In fact HCI side of musb HW block is cut off by the HW switch when USB0 is in host mode. And in peripheral mode, I don't see why musb driver would be calling some functions for host side implementation at all, or why they would not be gated somehow at runtime. I believe musb HCI should not be active at all ever, in host or peripheral modes. Maybe
It doesn't help that there are no docs for musb HW, and the driver is not exaclty grokable without understanding how USB OTG is supposed to work in detail.
What might be interesting to try is to cut out host mode code, but still allow to set peripheral-mode = "otg" in DT.
My issue is maybe not the same, but it could help for testing and debugging.
I have noticed that with FOSS Firmware 0.6.1 and the latest kernels (both the 5.17 and the recently downgraded 5.16 version), that my phone was warming up while being idle, and the battery was draining very fast, or draining while plugged in. The only "clue" I was able to get is the following "loop" logs from the firmware linux
It is just an extract, it continues until I was actually connecting via adb shell. What I did then and that seems to mitigate the issue is to change the power control option to on in /usr/lib/udev/rules.d/80-modem-eg25.rules (the default installed by the package is auto).

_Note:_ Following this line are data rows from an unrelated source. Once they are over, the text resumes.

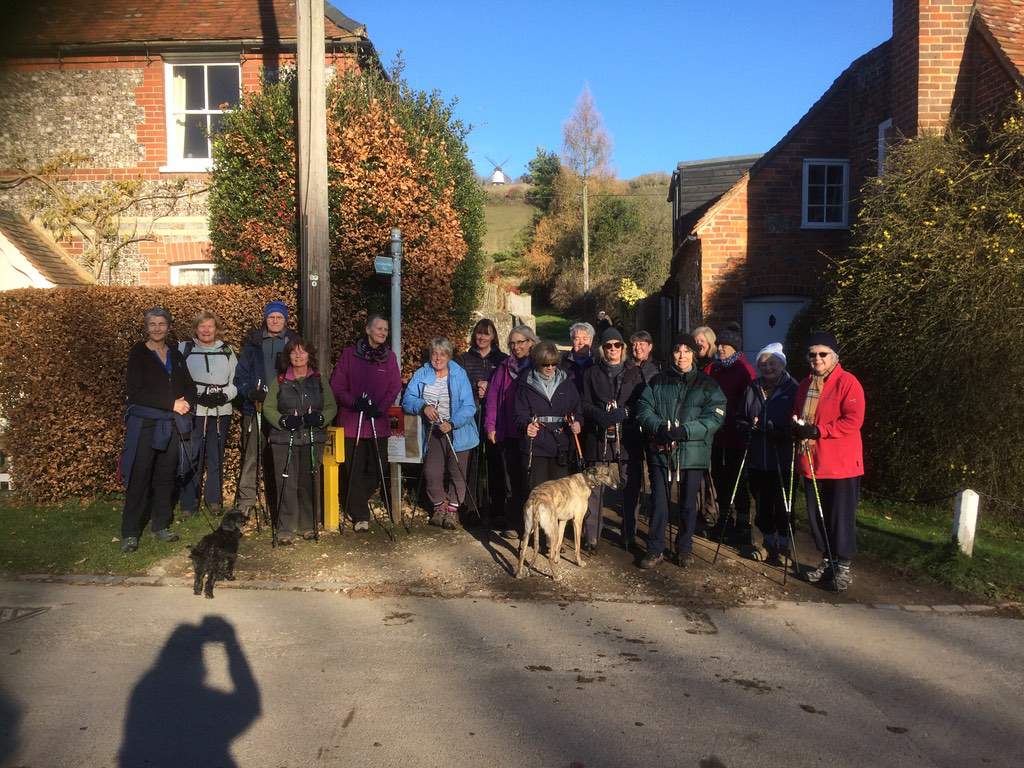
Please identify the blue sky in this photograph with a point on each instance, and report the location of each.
(673, 81)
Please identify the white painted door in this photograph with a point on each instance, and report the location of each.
(767, 318)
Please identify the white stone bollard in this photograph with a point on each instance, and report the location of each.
(966, 520)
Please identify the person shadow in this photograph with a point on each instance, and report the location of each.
(174, 718)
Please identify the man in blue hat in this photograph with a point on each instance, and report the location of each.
(257, 366)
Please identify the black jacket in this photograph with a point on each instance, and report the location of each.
(148, 383)
(555, 438)
(598, 390)
(478, 368)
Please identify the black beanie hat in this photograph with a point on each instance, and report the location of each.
(824, 339)
(684, 339)
(610, 334)
(731, 335)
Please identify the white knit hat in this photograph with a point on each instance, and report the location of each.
(774, 348)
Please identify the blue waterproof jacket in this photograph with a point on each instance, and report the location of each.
(464, 434)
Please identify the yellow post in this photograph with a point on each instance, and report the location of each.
(334, 456)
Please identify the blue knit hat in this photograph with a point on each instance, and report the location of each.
(275, 306)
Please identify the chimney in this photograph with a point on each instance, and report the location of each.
(928, 45)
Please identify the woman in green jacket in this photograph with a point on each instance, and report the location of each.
(678, 413)
(298, 406)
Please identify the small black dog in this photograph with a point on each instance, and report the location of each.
(214, 556)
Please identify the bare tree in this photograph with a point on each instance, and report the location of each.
(107, 217)
(587, 150)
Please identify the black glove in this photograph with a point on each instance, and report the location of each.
(290, 422)
(806, 432)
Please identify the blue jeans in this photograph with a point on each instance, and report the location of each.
(209, 452)
(689, 485)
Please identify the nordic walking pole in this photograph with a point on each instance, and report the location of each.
(348, 480)
(458, 464)
(313, 483)
(821, 516)
(787, 506)
(380, 467)
(732, 501)
(281, 491)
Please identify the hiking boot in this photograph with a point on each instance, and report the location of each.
(650, 561)
(842, 578)
(821, 573)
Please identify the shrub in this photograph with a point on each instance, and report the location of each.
(62, 355)
(395, 158)
(927, 308)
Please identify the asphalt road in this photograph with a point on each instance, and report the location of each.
(153, 676)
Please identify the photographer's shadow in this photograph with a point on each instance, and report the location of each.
(174, 718)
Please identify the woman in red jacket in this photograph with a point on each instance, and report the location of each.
(829, 408)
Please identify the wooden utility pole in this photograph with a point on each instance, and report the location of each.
(586, 239)
(314, 267)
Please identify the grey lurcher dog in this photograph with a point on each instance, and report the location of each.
(554, 503)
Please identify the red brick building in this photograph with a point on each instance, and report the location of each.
(137, 86)
(755, 253)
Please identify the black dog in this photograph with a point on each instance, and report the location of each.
(214, 556)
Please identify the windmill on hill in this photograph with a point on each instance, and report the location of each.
(499, 176)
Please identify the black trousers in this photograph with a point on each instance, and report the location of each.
(493, 503)
(767, 492)
(300, 491)
(660, 488)
(724, 468)
(839, 502)
(363, 473)
(150, 497)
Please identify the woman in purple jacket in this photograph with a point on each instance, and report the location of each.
(499, 423)
(367, 380)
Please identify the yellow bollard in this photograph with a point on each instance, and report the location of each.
(334, 456)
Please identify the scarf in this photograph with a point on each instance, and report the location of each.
(728, 360)
(370, 353)
(811, 402)
(546, 387)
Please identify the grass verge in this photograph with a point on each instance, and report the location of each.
(915, 540)
(75, 538)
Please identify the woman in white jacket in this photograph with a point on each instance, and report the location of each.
(211, 364)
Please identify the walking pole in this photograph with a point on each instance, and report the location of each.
(313, 482)
(281, 491)
(787, 506)
(419, 485)
(821, 515)
(380, 467)
(458, 464)
(348, 480)
(732, 501)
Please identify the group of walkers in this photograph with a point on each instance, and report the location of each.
(702, 424)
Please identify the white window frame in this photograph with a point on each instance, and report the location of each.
(209, 265)
(884, 127)
(175, 164)
(844, 224)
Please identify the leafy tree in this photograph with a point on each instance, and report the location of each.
(927, 309)
(542, 172)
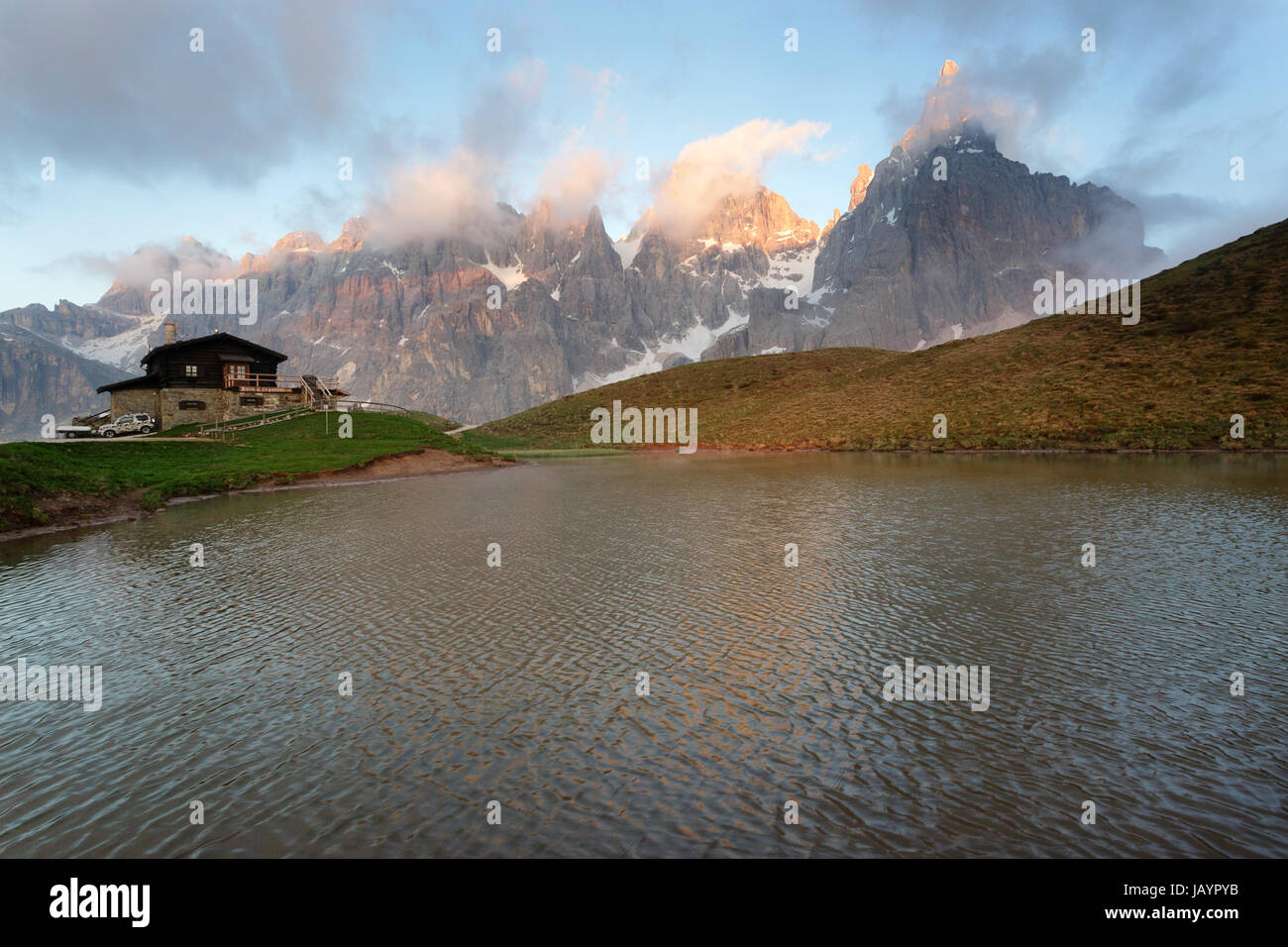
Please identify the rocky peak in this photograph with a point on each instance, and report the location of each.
(859, 185)
(352, 235)
(299, 241)
(596, 257)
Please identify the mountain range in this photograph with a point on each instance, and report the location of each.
(941, 240)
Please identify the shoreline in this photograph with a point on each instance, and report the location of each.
(88, 510)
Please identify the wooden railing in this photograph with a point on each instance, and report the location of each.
(373, 406)
(282, 382)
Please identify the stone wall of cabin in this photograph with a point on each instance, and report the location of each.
(219, 405)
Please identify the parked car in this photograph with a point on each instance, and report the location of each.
(85, 425)
(129, 424)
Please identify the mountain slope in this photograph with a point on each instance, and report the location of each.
(1212, 342)
(42, 377)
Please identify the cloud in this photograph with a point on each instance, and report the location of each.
(575, 179)
(151, 262)
(456, 195)
(730, 163)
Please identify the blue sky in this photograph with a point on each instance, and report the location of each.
(240, 144)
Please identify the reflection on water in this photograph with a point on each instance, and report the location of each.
(518, 684)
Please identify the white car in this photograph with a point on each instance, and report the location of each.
(129, 424)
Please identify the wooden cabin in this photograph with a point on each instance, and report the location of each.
(215, 377)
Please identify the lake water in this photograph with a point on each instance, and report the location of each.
(518, 684)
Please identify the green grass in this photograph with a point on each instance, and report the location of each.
(34, 474)
(434, 421)
(1212, 342)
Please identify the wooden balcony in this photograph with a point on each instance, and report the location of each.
(259, 384)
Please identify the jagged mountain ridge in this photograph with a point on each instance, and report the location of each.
(913, 262)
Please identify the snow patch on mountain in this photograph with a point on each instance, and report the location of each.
(120, 351)
(696, 339)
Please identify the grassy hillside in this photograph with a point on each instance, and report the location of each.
(37, 478)
(1212, 342)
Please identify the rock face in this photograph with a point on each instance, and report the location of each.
(944, 239)
(949, 241)
(39, 377)
(859, 185)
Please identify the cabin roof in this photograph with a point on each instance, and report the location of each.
(149, 380)
(205, 341)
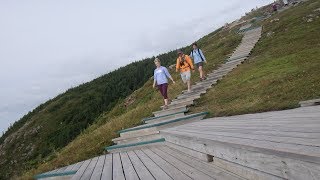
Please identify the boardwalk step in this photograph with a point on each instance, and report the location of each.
(137, 138)
(163, 124)
(312, 102)
(170, 111)
(167, 116)
(57, 175)
(125, 147)
(180, 103)
(271, 145)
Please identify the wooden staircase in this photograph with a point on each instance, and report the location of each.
(175, 145)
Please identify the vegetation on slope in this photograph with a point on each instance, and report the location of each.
(145, 100)
(283, 69)
(54, 124)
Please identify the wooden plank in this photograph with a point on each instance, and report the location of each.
(185, 168)
(107, 172)
(259, 132)
(61, 169)
(77, 166)
(69, 168)
(96, 175)
(140, 168)
(306, 129)
(129, 171)
(268, 162)
(191, 152)
(277, 139)
(154, 169)
(172, 171)
(117, 172)
(81, 170)
(311, 154)
(88, 172)
(205, 167)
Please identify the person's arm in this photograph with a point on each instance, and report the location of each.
(154, 80)
(177, 65)
(168, 74)
(190, 62)
(204, 58)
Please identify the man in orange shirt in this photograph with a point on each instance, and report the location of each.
(184, 65)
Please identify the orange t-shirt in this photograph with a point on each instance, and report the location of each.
(184, 66)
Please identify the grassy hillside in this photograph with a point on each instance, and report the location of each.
(145, 100)
(54, 124)
(283, 69)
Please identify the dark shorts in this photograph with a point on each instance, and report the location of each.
(163, 88)
(199, 64)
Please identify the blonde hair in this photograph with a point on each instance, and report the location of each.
(157, 60)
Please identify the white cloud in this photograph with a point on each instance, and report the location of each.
(47, 47)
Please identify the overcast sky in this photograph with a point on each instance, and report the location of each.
(47, 46)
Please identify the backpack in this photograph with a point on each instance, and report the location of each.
(183, 61)
(199, 54)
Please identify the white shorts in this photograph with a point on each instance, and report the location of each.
(185, 76)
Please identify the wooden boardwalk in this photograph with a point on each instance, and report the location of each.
(157, 162)
(281, 144)
(172, 145)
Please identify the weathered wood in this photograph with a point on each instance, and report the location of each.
(178, 114)
(265, 161)
(128, 168)
(185, 168)
(89, 170)
(154, 169)
(205, 167)
(170, 111)
(193, 153)
(97, 172)
(271, 132)
(81, 170)
(136, 139)
(301, 152)
(77, 166)
(312, 102)
(275, 139)
(69, 168)
(140, 168)
(117, 170)
(107, 172)
(172, 171)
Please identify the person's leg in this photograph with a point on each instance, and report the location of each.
(165, 94)
(188, 77)
(200, 71)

For me this problem is almost then always reproducible by :
having FOSS 0.6.1 firmware
having auto in /usr/lib/udev/rules.d/80-modem-eg25.rules
turning off completely the phone
plugin in the charging USB cable
plugin in the cable results the phone to boot
then once booter, pressing the power button to "dim" the screen
after some time, it will get warmer and the battery is not charging/discharging
Heating without any apparent system load visible in htop can be comming up from interrupt "storms", or some other hidden things inside the kernel that are not accounted for.
You can check /proc/interrupts to see if there are some interrupts that are accumulating very quickly (at rate >1000/s) when there's no apparent system activity. (both in the pinephone and in the modem)
The messages you posted are separated by many seconds apart. Likely not enough to indicate any problem that would result in heating te phone too much.
@megous Thank you a lot for the patch. This could get my PinePhone daily-driver ready again.
One question about the kernel version: I dual-use pmOS edge and 21.12 on two different SD-cards with SWMO installed. The edge version shows the bug as expected. But the 21.12 version shows the bug too with a 5.15.13 kernel. Is it possible that the bug also affects kernel versions <= 5.16.4?
In this case the downgrade to 5.16.4 would be useless and it should be considered to patch the stable version of pmOS too, if this makes sense.